Early studies suggest that cheese may be protective against heart disease.

Go ahead, finish off that wheel of Brie, that brick of cheddar, or that blob of mozzarella. Your heart may thank you.

Last month, a group of Danish scientists investigated why the French don’t seem to suffer from cardiovascular disease as much as their high saturated fat, high cholesterol diets would suggest. The researchers looked to diet to explain this so-called French Paradox, and what do the French eat a lot of? Cheese. In 2013, the French led the pack in cheese consumption worldwide—closely followed by Iceland and Finland.
So the team had 15 young-to-middle aged men follow three different diets for two weeks at a time. Each diet had the same amount of calories: one was high in 1.5% milk fat, another was high in cheese, and a third allowed butter but no other dairy.

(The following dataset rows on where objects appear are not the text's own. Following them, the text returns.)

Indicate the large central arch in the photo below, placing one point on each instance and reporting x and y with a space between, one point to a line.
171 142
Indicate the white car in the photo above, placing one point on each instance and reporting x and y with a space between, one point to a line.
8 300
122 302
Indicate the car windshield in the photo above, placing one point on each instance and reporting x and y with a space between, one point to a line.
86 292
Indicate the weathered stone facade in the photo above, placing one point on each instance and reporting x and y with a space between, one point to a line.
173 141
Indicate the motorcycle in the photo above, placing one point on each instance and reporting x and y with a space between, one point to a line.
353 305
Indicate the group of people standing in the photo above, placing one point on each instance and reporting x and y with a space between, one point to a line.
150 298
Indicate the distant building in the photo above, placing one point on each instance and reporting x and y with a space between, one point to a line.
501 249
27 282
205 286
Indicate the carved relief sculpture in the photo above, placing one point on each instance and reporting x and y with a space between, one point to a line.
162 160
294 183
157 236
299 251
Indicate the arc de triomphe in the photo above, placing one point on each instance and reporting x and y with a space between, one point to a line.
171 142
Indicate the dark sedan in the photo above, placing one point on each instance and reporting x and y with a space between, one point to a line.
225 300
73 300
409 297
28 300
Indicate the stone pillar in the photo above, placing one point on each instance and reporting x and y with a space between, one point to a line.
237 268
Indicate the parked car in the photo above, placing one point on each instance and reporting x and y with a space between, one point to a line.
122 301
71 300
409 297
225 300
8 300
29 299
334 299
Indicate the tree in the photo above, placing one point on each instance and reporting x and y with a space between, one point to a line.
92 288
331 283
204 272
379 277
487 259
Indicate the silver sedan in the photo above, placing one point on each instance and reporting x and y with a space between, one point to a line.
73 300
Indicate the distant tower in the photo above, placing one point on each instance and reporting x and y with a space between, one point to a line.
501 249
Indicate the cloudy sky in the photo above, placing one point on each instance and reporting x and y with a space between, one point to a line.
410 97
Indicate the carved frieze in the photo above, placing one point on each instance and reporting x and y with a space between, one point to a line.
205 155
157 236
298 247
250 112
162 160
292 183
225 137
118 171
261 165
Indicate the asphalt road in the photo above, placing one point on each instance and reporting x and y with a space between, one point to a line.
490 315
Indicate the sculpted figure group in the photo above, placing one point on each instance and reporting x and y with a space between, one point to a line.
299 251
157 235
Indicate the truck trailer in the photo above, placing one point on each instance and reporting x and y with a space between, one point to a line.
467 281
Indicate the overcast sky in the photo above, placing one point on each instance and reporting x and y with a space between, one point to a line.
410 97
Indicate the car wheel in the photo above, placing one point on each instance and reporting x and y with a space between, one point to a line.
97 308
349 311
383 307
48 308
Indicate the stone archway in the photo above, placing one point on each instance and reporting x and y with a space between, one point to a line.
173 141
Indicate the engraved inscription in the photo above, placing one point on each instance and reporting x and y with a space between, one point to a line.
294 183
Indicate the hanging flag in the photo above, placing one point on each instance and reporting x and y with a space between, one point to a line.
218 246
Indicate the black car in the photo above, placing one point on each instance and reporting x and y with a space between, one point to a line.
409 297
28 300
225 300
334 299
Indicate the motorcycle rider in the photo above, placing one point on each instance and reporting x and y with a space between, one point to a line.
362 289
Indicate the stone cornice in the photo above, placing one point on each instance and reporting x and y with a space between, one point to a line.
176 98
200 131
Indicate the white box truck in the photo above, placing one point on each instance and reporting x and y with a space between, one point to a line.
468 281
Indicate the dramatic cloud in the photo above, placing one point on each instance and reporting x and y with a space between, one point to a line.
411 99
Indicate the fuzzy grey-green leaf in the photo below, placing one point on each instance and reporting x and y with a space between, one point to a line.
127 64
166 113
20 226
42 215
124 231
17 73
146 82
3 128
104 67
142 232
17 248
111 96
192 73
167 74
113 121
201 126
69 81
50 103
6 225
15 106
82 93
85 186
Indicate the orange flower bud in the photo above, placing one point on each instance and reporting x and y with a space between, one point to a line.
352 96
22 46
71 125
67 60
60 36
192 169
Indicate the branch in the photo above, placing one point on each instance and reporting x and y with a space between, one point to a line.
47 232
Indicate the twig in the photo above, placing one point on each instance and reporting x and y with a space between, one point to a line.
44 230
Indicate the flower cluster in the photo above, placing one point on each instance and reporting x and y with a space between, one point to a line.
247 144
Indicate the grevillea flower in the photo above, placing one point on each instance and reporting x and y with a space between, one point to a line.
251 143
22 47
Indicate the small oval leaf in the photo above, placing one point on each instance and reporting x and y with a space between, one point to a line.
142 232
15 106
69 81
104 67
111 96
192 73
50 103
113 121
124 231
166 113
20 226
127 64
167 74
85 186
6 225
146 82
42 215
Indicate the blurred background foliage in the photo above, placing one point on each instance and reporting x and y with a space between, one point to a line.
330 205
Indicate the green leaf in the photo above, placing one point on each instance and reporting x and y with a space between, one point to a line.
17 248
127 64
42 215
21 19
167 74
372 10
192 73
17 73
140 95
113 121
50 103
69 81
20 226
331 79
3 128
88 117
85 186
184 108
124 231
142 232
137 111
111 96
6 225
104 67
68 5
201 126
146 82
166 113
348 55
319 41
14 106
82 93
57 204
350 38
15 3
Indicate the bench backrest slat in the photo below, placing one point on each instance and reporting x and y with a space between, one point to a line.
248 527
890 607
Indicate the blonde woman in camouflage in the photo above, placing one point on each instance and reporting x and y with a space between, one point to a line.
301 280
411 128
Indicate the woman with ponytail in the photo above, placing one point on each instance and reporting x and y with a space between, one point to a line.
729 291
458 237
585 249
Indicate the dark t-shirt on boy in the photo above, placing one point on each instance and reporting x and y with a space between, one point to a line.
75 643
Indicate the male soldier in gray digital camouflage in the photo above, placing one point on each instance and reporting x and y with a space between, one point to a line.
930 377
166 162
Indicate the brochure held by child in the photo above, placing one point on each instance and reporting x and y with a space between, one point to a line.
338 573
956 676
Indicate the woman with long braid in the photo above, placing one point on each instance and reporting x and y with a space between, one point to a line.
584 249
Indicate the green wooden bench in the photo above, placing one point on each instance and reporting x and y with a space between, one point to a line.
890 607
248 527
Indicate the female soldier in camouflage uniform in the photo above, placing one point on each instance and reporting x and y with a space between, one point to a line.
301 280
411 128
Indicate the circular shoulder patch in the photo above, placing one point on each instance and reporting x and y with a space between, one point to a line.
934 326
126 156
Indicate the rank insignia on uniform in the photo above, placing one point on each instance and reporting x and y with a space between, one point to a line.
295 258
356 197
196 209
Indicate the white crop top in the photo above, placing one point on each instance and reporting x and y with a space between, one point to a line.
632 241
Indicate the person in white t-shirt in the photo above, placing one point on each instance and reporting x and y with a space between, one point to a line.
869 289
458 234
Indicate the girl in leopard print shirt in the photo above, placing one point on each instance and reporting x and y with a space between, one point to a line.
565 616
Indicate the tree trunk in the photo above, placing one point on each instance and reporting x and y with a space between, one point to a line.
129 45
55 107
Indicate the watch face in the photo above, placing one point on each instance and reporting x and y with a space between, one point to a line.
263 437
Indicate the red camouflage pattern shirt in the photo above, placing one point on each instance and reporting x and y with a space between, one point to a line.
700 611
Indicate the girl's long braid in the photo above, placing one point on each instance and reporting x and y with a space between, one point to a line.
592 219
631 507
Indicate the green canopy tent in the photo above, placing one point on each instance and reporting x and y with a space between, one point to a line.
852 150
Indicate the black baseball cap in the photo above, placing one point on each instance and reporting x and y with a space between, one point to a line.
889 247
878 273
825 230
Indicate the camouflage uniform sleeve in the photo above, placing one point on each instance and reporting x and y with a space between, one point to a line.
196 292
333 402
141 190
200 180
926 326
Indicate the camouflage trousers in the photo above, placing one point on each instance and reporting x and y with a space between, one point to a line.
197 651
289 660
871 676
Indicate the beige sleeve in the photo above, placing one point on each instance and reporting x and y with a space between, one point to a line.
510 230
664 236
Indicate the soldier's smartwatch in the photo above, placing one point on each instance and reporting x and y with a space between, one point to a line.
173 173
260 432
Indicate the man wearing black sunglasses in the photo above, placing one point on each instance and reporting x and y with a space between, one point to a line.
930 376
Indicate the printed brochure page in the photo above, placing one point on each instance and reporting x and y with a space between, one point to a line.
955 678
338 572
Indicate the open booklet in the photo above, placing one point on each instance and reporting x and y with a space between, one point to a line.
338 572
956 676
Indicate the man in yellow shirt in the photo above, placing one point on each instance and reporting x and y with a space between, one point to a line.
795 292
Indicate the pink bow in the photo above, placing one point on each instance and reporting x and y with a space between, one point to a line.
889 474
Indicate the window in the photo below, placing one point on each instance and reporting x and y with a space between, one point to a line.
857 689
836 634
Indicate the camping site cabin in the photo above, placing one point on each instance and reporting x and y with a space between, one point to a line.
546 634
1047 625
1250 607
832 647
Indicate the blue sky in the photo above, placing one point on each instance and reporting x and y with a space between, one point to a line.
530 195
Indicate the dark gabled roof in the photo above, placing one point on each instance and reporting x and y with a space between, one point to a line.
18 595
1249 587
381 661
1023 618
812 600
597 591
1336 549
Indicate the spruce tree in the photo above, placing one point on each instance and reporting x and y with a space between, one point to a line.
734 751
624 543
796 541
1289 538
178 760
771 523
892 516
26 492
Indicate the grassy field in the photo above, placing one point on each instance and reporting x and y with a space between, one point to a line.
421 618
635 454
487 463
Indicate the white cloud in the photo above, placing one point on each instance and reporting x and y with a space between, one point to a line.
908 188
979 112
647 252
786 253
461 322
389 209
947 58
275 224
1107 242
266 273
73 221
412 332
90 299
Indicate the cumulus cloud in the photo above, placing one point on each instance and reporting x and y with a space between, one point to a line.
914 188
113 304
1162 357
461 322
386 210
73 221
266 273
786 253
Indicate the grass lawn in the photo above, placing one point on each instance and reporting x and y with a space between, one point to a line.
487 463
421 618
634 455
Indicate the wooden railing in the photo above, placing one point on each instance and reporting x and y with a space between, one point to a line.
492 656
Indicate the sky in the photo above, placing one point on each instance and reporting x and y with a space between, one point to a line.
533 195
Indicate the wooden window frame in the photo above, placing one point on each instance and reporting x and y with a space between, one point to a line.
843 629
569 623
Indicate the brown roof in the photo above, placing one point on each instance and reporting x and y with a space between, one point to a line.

The scientists then took a close look at the men’s urine and feces to see what came out after the dairy went in. Men on the milk and cheese diets excreted higher levels of molecules called short-chain fatty acids which are thought to be anti-inflammatory and lower levels of a molecule called TMAO, made by gut microbes when they break down animal-based foods and linked to cardiovascular disease. The authors speculated that the cheese and milk might be altering gut bacteria to somehow make more of the beneficial short chain fatty acids and less of the potentially damaging TMAO.
“The most interesting thing to me is the short chain fatty acid and immunology angle,” says Kevin Bonham, a post-doctoral scholar who studies the microbial communities in cheese and writes for the Scientific American blog, Food Matters.The study size is pretty small, but at the same time it it’s certainly suggestive of an interesting link.”
This study, despite being funded by a dairy company, aligns with other work in the field that draws correlations between cheese and dairy consumption and protective effects in cardiovascular and metabolic disease, says Gökhan Hotamisligil, chair of genetics and complex diseases at the Harvard School of Public Health.
Not everyone is sold on cheese’s benefits, though. Kim Williams, a cardiologist at Rush University Medical Center, president of the American College of Cardiology, and a vegan, is less certain that diet explains the French Paradox. “I spent a lot of time in Paris and other parts of France, and what you don’t see is inactive people who are overweight,” he says, adding that further studies need to be done to first tease out the lifestyle factors that are contributing to it and second to compare the risk for cardiovascular disease of animal-based diets versus plant-based diets. “It shouldn’t just be more cheese versus less cheese or cheese versus butter, it actually should be a plant-based diet versus the animal products,” he says.
“Whether or not cheese will solve French paradox, I think, remains to be seen,” Hotamisligil says. Nevertheless, “As a big cheese lover, I am loving to read these sort of findings,” he jokes. “Wine is good, cheese is good, so I’m all set.”